There are two types of tests for COVID-19.  One is a viral DNA-based test to tell whether you actively have the virus on your mucous membranes, often called a PCR (polymerase chain reaction)-based test.  It’s the test of whether you are actively infected.  It’s test used to determine how the health care system will address you, whether or not you need to quarantine, and whether you could as a newly-infected cases.

Separately, there’s a test for antibodies in your blood.  That’s an after-the-fact test, and tell you whether you were, at some time in the past, infected.  Typically, those antibodies only show up weeks after infection, at which point, you typically are no longer carrying or shedding the virus.

I got an email today, from a colleague pointing me to an article in yesterday’s Atlantic.  Turns out, the reason Virginia’s testing numbers started to go way up, without a commensurate rise in count of infected persons, is that they started combining the count of antibody tests with the count of DNA tests.  At least, that’s what was reported today in The Atlantic.  Thankfully, Virginia  has the sense not to include positive antibody tests among the count of infected cases, per their May 7 posting on how they calculate testing rates.
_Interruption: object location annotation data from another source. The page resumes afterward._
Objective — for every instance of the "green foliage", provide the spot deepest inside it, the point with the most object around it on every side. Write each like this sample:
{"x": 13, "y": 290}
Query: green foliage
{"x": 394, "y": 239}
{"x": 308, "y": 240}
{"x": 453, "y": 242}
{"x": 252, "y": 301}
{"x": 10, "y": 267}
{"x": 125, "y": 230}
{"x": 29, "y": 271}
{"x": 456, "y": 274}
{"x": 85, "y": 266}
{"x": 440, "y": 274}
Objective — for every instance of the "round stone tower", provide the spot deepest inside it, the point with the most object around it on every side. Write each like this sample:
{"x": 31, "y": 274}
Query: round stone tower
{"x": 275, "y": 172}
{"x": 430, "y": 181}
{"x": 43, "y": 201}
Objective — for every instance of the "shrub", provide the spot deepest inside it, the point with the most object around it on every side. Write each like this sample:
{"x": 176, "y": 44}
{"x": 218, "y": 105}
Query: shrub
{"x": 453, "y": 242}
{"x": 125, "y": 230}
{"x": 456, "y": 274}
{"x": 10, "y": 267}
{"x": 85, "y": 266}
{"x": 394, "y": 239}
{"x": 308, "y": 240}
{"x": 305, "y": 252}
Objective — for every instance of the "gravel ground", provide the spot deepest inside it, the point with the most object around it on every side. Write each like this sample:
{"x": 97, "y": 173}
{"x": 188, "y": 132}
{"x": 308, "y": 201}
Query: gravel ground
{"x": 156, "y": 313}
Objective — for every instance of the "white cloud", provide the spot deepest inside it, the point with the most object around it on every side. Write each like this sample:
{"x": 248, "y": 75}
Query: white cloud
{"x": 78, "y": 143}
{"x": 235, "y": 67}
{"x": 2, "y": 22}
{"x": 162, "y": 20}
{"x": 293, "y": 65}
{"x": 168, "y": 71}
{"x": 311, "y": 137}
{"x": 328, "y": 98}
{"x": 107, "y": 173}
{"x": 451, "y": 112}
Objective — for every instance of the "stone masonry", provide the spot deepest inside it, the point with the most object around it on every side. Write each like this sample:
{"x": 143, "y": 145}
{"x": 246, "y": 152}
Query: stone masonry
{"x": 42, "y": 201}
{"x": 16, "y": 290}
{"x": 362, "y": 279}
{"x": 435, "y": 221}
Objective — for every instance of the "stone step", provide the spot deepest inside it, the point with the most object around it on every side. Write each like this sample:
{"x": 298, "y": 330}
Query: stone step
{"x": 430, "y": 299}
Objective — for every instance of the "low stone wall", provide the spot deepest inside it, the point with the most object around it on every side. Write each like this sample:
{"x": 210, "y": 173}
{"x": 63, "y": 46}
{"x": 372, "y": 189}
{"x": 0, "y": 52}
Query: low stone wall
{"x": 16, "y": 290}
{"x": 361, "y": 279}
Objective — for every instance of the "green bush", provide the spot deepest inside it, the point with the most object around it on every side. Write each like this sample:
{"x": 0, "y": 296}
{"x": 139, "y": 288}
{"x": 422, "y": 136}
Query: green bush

But the upshot is that this graph, from the Commonwealth, is no longer interpret-able as showing that testing to find infected people has gone up.  Fact of the matter is, unless the Commonwealth chooses to separate out the viral DNA (polymerase-chain-reaction or PCR test), you have no idea whether testing for active coronavirus infection has gone up or now.

All the more reason to understand that the increase in new infections isn’t an artifact of increased testing, as I discussed in an earlier post.  In fact, based on what Virginia reports, we can’t even be sure that there is “increased testing”.  At least, not of the sort that is used to find infected individuals.